So that we can capture your participant's visual interactions with the screen content, we will need to make sure that both the eye tracking and screen recordings happen at the same time.

Importantly, both sources (eye tracking and screen recording) record individually. As such, you'll need what we call an event annotation to synchronise them later.

The event annotation should be used to indicate the beginning of the screen content recording in the eye tracking recording, and be named start.video. Check here how you can create these events in the Cloud.

Tip: When you initiate your recordings, you'll need to know when the screen recording started, relative to your eye tracking recording. Thus, start your eye tracker recording first, and make sure that the eye tracker scene camera faces the OBS program on the screen. Then, start the screen recording.

By looking at the screen when you press the button, you'll have a visual reference to create the event annotation later in Cloud.

Recap: Eye tracking first; screen recording second

# Once you have everything recorded

  • Create a new Reference Image Mapper enrichment, or add your new eye tracking recordings to an existing enrichment. Run the enrichment, and download the results by right-clicking the enrichment in Cloud once it's computed (see the screenshot below).
  • Now you'll need to get the raw data from your new recording(s). Run the RAW data enrichment and right-click on it to download like above.

# Running the code

Now you can run the code by executing the following command in your console:

pl-dynamic-rim

The application/script will prompt for a series of user inputs:

  1. Select the folder path to the Reference Image Mapper download. This folder should contain gaze.csv, sections.csv files and the reference image
  2. Select the subfolder corresponding to Raw data export of the eye tracking recording you are using. This directory should contain event.csv, gaze.csv, world_timestamps.csv, and video files (don't select the folder with the scanning recording you made of the scene)
  3. Select the video from the screen display

Wrong video! Be sure to carefully select the video of the screen recording; do not choose the eye tracking video!

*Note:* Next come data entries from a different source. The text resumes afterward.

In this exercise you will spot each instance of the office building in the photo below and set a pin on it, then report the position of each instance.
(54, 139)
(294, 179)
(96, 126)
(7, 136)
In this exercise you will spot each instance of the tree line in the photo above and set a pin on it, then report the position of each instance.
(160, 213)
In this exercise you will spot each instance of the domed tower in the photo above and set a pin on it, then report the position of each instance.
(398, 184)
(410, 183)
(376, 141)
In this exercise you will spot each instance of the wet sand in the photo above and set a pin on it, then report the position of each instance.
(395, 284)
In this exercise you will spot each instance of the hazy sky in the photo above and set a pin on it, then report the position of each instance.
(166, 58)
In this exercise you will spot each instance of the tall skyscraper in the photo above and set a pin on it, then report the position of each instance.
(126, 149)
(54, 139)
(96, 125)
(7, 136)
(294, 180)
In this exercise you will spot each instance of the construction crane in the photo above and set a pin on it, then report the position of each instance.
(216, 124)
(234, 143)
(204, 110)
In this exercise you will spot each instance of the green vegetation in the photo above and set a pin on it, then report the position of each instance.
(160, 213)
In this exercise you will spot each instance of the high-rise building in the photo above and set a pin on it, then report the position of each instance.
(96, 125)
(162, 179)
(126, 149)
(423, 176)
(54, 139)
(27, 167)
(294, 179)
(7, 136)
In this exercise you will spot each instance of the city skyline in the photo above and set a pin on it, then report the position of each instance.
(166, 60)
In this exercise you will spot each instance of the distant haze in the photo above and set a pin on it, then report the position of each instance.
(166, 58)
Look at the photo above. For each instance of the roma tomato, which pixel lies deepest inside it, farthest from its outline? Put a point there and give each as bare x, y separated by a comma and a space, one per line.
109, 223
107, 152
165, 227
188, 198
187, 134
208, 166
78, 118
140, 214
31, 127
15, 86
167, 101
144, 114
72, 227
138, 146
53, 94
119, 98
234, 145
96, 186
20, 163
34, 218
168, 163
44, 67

We can't choose the video for you 😉!

  1. A window will show you the reference image and ask you to select the four corners of your screen.

Use the left button on your mouse to select the points. A red dot will let you know if a point has been chosen when clicked, and if you want to remove the last point, use the right button of your mouse. When the four corners are selected, you will need to press “Q”.

  1. Select the folder where you want to save the final video and the CSV file with the gaze coordinates transformed to screen coordinates. (0,0) corresponds to the upper left corner.

And that's all required from you! Grab a coffee or a tea and chill. When finished, you will get a video like the one at the top of this how-to, in addition to a CSV file with your gaze mapped to the screen.

Tip: You might find some libav.mp4 warnings. These warnings are due to some issues with the aac codec and timestamping. These messages only appear when adding the audio stream. You can safely ignore them, or you can disable audio within the code.

# How the code works

If you only want the final visualisation and the data, there is nothing else you need to do. However, if you want to dig deeper into how the code works under the hood, continue reading by clicking on the dropdown below.

Read more
The code is hosted at https://github.com/pupil-labs/dynamic-rim-module.

Navigate to src/pupil_labs/dynamic_content_on_rim/. You will first notice that we split the code into several modules. The core functionality is in the script dynamic_rim.py. Under the uitools folder, you will find the code used to ask for paths, directories or even to ask for the screen corners. And under the video/read folder is the script to read the timestamps or find a frame for specific timestamps.

In summary, we read the .csv files into Pandas data frames. We use pyav to obtain the timestamps/presentation times for each frame on the videos, and we use OpenCV to get the transformation matrix and apply it to the gaze coordinates. We then merge the data using the timestamps and finally decode the right frames, work with them and encode them again.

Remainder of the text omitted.